‘Papatya’ değil de ‘Rita’ olmak kimliğimi ortaya koyuyor

Uzun bir süredir, önce ‘Meslekler’, ardından da ‘İsimler Hikâyeler’ başlıklı söyleşi dizileri ile sayfalarımıza büyük emek veren avukat Rita Ender’i köşesinde ağırladık.
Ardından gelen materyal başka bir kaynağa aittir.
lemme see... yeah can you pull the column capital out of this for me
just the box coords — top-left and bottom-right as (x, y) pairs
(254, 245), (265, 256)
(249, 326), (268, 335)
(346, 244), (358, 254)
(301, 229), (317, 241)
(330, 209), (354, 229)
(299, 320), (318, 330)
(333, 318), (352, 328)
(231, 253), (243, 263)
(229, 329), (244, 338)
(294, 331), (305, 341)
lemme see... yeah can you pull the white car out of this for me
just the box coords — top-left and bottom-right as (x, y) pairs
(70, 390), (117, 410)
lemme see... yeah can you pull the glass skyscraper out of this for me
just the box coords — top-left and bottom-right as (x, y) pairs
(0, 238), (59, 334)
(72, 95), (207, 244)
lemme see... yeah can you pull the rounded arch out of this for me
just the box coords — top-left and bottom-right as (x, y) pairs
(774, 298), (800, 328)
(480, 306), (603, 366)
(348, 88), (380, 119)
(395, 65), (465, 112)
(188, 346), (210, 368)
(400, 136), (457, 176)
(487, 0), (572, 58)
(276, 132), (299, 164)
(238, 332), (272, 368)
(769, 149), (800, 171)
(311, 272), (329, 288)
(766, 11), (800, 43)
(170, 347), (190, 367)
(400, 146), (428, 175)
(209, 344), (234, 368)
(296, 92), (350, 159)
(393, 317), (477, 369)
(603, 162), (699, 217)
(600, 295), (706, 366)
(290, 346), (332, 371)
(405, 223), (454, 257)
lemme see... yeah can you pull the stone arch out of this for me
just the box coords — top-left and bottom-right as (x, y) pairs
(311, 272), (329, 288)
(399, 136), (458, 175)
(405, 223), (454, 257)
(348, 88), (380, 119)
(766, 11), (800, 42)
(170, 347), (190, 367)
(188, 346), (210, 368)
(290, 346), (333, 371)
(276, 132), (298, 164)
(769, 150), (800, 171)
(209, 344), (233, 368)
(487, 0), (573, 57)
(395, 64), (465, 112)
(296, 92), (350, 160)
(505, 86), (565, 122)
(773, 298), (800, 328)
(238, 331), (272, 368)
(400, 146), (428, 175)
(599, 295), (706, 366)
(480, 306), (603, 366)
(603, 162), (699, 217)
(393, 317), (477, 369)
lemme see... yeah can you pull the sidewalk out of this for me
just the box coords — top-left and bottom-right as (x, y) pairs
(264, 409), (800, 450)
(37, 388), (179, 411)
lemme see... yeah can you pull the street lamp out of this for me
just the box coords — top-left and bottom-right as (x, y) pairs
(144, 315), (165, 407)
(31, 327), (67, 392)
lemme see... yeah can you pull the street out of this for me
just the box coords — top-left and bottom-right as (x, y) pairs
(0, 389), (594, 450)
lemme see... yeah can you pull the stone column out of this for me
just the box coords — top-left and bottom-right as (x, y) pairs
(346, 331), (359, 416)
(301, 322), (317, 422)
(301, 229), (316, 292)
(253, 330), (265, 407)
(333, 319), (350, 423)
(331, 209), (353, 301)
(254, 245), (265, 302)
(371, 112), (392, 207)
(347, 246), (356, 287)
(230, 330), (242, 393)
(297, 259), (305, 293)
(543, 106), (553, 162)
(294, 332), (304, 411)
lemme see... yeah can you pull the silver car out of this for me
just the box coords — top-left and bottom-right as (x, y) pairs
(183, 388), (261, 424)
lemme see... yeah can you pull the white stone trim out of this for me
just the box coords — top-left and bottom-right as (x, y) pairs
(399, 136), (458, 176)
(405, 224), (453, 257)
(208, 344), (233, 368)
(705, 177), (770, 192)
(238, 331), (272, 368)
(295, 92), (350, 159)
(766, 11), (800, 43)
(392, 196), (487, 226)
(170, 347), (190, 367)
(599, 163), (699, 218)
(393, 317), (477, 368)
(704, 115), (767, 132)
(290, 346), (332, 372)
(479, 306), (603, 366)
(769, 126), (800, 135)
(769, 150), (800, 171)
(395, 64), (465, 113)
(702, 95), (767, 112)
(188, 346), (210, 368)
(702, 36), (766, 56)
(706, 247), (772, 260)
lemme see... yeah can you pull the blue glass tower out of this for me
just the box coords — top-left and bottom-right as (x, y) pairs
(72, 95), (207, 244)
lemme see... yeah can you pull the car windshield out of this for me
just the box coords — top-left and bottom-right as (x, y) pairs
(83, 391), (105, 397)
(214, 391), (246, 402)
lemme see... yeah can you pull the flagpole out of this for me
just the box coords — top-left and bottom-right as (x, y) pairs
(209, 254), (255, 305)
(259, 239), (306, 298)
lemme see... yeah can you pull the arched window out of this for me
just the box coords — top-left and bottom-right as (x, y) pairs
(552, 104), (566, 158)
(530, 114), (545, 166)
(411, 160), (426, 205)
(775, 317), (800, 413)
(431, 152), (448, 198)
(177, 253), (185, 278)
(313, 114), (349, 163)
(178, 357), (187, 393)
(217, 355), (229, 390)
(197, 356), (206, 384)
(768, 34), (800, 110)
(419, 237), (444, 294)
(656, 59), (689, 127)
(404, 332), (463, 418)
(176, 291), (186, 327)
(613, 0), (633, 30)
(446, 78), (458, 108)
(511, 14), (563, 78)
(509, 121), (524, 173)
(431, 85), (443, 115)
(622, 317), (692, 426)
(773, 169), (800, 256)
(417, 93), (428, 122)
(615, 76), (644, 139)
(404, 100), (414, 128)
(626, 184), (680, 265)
“Papatyaların olmadığı yerlerde insanlar yaşayamaz.”

Napolyon Bonapart

Uzun bir süredir, önce ‘Meslekler’, ardından da ‘İsimler Hikâyeler’ başlıklı söyleşi dizileri ile sayfalarımıza büyük emek veren avukat Rita Ender’i bu kez de biz kendi köşesinde ağırlamak istedik. Ender, isminin kökenini, anlamını paylaşırken, bizi günlük hayatı içerisinde karşılaştığı acı tatlı kimlik deneyimlerine de ortak etti. İsmi ‘papatya’ anlamına gelen Rita Ender,“Sorular da ille kötü niyetle yöneltilmiyor. Bazen masum bir merak da oluyor. Fakat ben sorulara maruz kaldığımda, genelde kimliğimle ilgili sorgulandığımı hissettiğim için bu konuyla bir meselem var” diyor.
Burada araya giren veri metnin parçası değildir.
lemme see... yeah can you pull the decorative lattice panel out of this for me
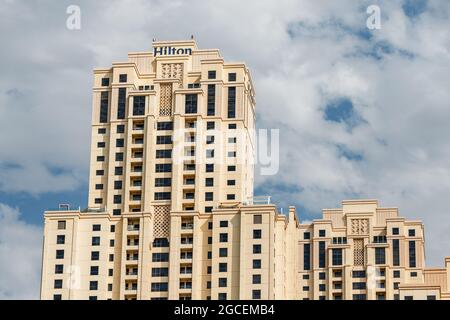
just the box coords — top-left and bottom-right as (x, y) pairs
(353, 239), (365, 266)
(159, 83), (173, 116)
(153, 205), (170, 239)
(161, 63), (183, 87)
(351, 219), (369, 235)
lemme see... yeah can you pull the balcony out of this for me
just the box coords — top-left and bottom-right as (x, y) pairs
(127, 225), (140, 232)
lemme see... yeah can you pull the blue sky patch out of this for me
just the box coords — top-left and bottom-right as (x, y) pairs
(402, 0), (428, 18)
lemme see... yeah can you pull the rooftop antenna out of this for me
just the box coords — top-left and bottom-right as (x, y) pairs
(190, 34), (194, 39)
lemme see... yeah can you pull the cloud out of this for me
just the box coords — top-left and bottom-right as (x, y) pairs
(0, 0), (450, 272)
(0, 203), (42, 299)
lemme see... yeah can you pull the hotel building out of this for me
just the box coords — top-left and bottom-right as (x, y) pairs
(40, 39), (450, 300)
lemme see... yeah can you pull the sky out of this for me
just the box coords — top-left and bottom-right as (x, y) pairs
(1, 0), (450, 299)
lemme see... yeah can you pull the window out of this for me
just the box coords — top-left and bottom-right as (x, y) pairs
(252, 215), (262, 225)
(207, 84), (216, 116)
(113, 209), (121, 216)
(91, 251), (99, 261)
(133, 95), (146, 116)
(55, 264), (64, 274)
(108, 254), (113, 261)
(155, 163), (172, 172)
(394, 282), (400, 289)
(110, 239), (114, 247)
(427, 295), (436, 300)
(207, 266), (212, 274)
(409, 241), (416, 267)
(249, 244), (261, 255)
(375, 247), (386, 264)
(220, 221), (228, 228)
(218, 293), (227, 300)
(101, 78), (110, 86)
(119, 74), (127, 83)
(332, 248), (343, 266)
(252, 275), (262, 285)
(228, 123), (237, 129)
(219, 233), (228, 242)
(208, 237), (212, 245)
(155, 178), (171, 187)
(97, 142), (105, 148)
(205, 178), (214, 187)
(319, 284), (326, 291)
(116, 138), (124, 148)
(115, 152), (124, 161)
(92, 224), (101, 231)
(157, 135), (172, 144)
(94, 198), (103, 204)
(152, 268), (169, 277)
(253, 259), (261, 269)
(303, 286), (310, 291)
(353, 282), (366, 290)
(155, 192), (171, 200)
(392, 227), (399, 235)
(205, 164), (214, 172)
(253, 229), (262, 239)
(56, 250), (65, 259)
(228, 73), (236, 81)
(228, 151), (236, 157)
(409, 229), (416, 237)
(304, 232), (310, 240)
(227, 179), (236, 186)
(99, 91), (109, 123)
(54, 279), (63, 289)
(319, 229), (326, 237)
(108, 284), (113, 292)
(89, 281), (98, 291)
(151, 283), (169, 292)
(208, 222), (213, 230)
(53, 294), (62, 300)
(90, 266), (99, 276)
(92, 237), (100, 246)
(393, 270), (401, 278)
(114, 166), (123, 175)
(352, 271), (366, 278)
(113, 195), (122, 204)
(98, 128), (106, 134)
(156, 149), (172, 159)
(319, 241), (326, 268)
(207, 121), (215, 130)
(207, 251), (212, 259)
(219, 263), (227, 272)
(404, 296), (413, 300)
(227, 194), (235, 200)
(208, 70), (216, 79)
(153, 238), (169, 247)
(108, 269), (113, 277)
(206, 149), (214, 158)
(303, 244), (311, 270)
(353, 294), (366, 300)
(114, 180), (122, 190)
(117, 88), (126, 119)
(228, 137), (237, 143)
(97, 156), (105, 162)
(117, 124), (125, 133)
(219, 248), (228, 257)
(410, 272), (417, 277)
(228, 165), (236, 172)
(201, 192), (212, 201)
(393, 239), (400, 266)
(56, 235), (65, 245)
(185, 94), (198, 113)
(206, 135), (215, 144)
(319, 272), (326, 280)
(152, 253), (169, 262)
(157, 121), (173, 130)
(252, 290), (261, 300)
(227, 87), (236, 118)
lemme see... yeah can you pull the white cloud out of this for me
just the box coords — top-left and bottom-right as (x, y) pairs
(0, 0), (450, 270)
(0, 203), (42, 299)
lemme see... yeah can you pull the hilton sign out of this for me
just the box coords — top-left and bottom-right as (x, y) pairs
(153, 46), (193, 56)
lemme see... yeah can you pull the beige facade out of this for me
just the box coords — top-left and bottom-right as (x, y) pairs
(40, 40), (450, 300)
(297, 199), (450, 300)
Sizi, sizin sorularınızla tanıyalım. İsminizin anlamıyla başlayalım mı söze?

Margarita’nın içinden çıkıyor ‘Rita’. ‘Papatya’ demek. Kimi yerlerde, ‘inci’ olarak da açıklaması var. Bir sürü dilde karşılığı, ‘papatya’ya göndermesi var ama benimkisi babaannemden geliyor.

İsminizin veriliş hikâyesini biliyor musunuz?

Biliyorum. İstanbul’da, Yahudi (Sefarad) ailelerinde, ailenin ilk kız çocuğuna babaannenin adını vermek bir gelenektir. Ben de ailenin ilk kız çocuğuyum. Maalesef hiç görmediğim babaannem, Rebeka’ymış. Rebeka aynı zamanda Yahudilikteki dört anneden bir tanesinin adı; Rifka Rebeka. Bizimkiler, Rebeka’yı değiştirip Rita yapmışlar. Çok çok iyi bir kadınmış babaannem, herkes onu öyle tarif ediyor. Erken yaşta ve hastalığından çok acı çekerek vefat etmiş. Annem de; “Huyu benzesin ama bahtı benzemesin” diyerek onun ismini bana değiştirerek vermiş.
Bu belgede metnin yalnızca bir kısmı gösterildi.